[Ffmpeg-devel-old] Re: [Ffmpeg-devel] Snow motion blocks

Tue Apr 19 14:43:11 CEST 2005

On Tue, 19 Apr 2005, Robert Edele wrote:

> This filter IS motion comp. What you want is for the pixels to match as
> closely as possible to what the actual pixel is, to save bits.

Exactly. So given an array of previously decoded pixels S={a0,a1,a2...,an}
one wants to predict another pixel p. Usually this is simplified into
linear problem so that we want to find set of weights {w0,w1,w2,...,wn}
so that the error ( w0*a0 + w1*a1 + ... + wn*an - p )^2 is minimized.

One wants also to predict many pixels {p0,p1,p2,...} corresponding to
several arrays of decoded pixels {S0,S1,S2,...} with the same set of 
weights (or the problem would be trivial).

Fortunately, there are efficient algorithms which solve just this
kind of problems, for example RLS (recursive least squares).
They are actually fast enough to run in real-time, which makes it
possible to compute the weights adaptively.

The weights should
- Compensate for non-integer translation
- Remove noise (ie. data that is uncorrelated between the pixel we want to
   predict and the array from which we predict)
- Correct for other distortions (eg. in one paper aliasing caused by the
   camera was found to be significant).

There has been some work done to adaptively compute the interpolation
weights, but not too much, and I'm planning to do some work on that
thing, later... one of the important questions is whether the gain from 
adaptive weights is worth the computation.

>> fixed and let one vary depending on the other. For instance compare
>> psnr at a fixed bitrate, or file size at a fixed psnr...

I wouldn't recommend using rate-control, though, as it may have some
bad effects, especially if the allowed buffer size is large and sequence
is short. So better to use fixed quantization (or whatever the equivalent 
in snow is).

> psnr went up as file size went down, and vice versa. I wouldn't have a
> clue how to separate the two, but as they both go the same way, it
> doesn't really matter.

I'd like to advocate encoding with several fixed quantization values
and plotting graph of rate versus psnr. This also shows whether a method
works better at high- or low bitrates. And then looking at the graph,
you could easily see how large improvement in psnr is required before a 
given increase in bit rate is justified.
(several examples in my homepage)

> Not exactly, but brute force doesn't require that.

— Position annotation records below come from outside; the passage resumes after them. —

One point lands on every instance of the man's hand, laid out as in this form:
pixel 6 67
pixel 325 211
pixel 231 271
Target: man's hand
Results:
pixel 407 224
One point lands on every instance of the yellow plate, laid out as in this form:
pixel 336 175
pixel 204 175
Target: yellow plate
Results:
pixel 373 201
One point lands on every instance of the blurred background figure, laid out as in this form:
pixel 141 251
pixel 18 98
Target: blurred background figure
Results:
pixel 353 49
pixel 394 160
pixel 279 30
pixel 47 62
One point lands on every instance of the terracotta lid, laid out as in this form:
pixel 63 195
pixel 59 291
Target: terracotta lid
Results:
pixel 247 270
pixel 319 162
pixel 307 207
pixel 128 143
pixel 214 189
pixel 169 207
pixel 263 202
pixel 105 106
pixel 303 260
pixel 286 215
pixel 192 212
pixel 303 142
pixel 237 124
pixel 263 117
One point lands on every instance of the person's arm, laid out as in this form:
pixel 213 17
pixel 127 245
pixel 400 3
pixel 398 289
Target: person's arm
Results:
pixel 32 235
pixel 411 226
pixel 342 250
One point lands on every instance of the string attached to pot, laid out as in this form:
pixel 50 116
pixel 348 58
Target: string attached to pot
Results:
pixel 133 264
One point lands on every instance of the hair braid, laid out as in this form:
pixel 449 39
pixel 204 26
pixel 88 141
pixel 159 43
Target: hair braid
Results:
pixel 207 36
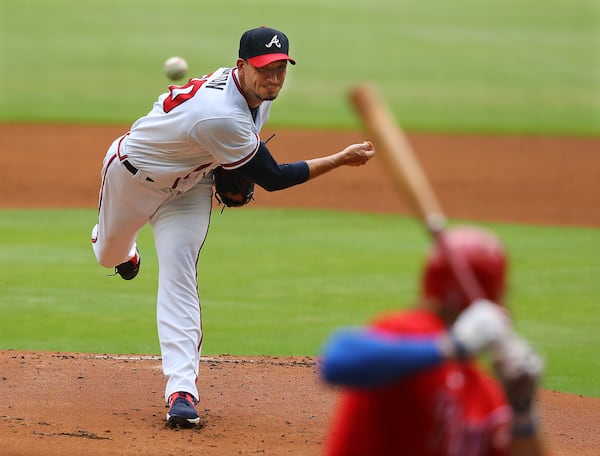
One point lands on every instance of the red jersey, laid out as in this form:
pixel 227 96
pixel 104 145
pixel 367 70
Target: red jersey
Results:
pixel 455 409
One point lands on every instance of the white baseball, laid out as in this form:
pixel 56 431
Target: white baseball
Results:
pixel 175 68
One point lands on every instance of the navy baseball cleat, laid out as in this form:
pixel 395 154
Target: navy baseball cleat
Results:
pixel 182 412
pixel 129 269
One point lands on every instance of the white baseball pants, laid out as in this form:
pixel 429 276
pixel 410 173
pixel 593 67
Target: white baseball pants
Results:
pixel 179 222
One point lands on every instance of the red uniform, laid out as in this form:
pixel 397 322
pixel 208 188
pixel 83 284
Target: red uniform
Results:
pixel 456 409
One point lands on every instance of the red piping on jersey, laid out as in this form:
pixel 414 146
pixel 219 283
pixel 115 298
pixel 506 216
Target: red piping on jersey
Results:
pixel 199 168
pixel 247 158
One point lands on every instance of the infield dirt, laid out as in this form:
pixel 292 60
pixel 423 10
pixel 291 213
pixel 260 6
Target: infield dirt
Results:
pixel 72 403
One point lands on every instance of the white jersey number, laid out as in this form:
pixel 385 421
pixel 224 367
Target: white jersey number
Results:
pixel 181 94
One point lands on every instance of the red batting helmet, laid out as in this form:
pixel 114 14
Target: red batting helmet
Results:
pixel 483 253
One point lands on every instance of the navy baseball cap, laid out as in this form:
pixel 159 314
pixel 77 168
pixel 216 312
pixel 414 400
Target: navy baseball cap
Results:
pixel 264 45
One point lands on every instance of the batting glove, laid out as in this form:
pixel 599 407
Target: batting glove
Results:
pixel 519 368
pixel 479 327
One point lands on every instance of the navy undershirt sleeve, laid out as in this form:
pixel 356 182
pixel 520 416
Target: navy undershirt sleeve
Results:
pixel 264 170
pixel 363 359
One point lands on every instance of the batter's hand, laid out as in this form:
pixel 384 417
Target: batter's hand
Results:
pixel 481 326
pixel 519 368
pixel 357 154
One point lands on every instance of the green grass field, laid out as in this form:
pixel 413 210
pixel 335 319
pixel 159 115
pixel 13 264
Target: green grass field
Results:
pixel 55 297
pixel 491 66
pixel 487 66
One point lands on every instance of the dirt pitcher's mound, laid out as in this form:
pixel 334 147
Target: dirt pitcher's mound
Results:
pixel 60 403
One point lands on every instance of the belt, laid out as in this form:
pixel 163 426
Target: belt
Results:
pixel 132 169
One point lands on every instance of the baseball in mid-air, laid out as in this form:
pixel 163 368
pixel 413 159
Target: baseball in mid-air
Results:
pixel 175 68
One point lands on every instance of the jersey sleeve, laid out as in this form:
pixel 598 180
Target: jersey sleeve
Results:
pixel 229 140
pixel 361 358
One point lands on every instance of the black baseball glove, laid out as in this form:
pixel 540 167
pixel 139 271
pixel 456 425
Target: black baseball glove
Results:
pixel 231 188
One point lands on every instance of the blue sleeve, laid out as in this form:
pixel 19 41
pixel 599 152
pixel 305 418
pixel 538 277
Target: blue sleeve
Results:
pixel 264 170
pixel 362 359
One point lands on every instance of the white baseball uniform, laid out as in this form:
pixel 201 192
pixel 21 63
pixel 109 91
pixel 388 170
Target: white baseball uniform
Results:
pixel 161 173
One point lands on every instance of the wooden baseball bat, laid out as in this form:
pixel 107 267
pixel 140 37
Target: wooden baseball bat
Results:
pixel 409 179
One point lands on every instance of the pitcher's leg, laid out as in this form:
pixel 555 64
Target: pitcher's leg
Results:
pixel 180 228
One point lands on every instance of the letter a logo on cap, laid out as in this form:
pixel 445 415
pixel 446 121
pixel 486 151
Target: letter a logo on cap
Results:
pixel 274 41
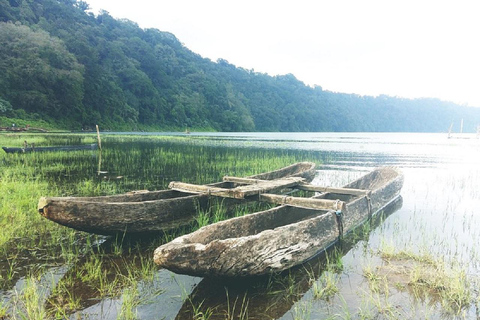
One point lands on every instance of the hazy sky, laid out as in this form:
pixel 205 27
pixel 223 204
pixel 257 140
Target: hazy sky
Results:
pixel 407 48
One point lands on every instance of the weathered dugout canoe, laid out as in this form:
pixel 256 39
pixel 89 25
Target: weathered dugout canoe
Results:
pixel 145 211
pixel 277 239
pixel 92 146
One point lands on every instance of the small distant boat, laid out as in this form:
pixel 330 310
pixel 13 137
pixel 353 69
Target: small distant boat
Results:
pixel 31 148
pixel 280 238
pixel 141 212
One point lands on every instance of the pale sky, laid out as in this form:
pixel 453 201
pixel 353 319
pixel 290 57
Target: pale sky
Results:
pixel 407 48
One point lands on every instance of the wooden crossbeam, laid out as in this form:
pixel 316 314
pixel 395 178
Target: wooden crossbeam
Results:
pixel 304 186
pixel 238 192
pixel 322 204
pixel 355 192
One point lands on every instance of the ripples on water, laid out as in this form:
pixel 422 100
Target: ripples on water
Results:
pixel 439 215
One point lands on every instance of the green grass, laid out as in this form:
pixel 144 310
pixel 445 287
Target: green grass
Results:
pixel 28 242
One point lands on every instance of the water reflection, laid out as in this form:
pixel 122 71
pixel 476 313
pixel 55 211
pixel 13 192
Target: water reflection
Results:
pixel 270 297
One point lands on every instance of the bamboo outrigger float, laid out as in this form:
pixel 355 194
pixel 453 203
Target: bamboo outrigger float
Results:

That's why I like brute force :)

> Yes. You use a cubic (ax^3 + bx^2 + cx + d) interpolation to figure out
> a pixel value, using 4 coefficients as inputs, instead of two inputs and
> linear (ax + b) interpolation. It generally gets you closer to the
> 'real' value, which hopefully would mean a better motion comp match.

Just for reference, weights for
linear interpolation:   1/2   1/2
cubic interpolation: -1/16  9/16   9/16   -1/16
5th degree interpolation: 3/256 -25/256 150/256 150/256 -25/256 3/256
H.264 style interpolation: 1/32 -5/32 20/32 20/32 -5/32 1/32

One idea I had was to compute half pixel SAD value approximation
with H.264 not by interpolating image into half pixel resolution
and computing directly the SAD but instead interpolating SAD
directly using various degrees interpolation polynomials...
unfortunately bit rate was increased around 5% (at fixed PSNR).

Anyway, 5th degree interpolation polynomial and H.264 style
interpolation were virtually equally good but as H.264 coefficients
have smaller denominators, it was chosen (by the standardization 
committee) for that reason, I suppose.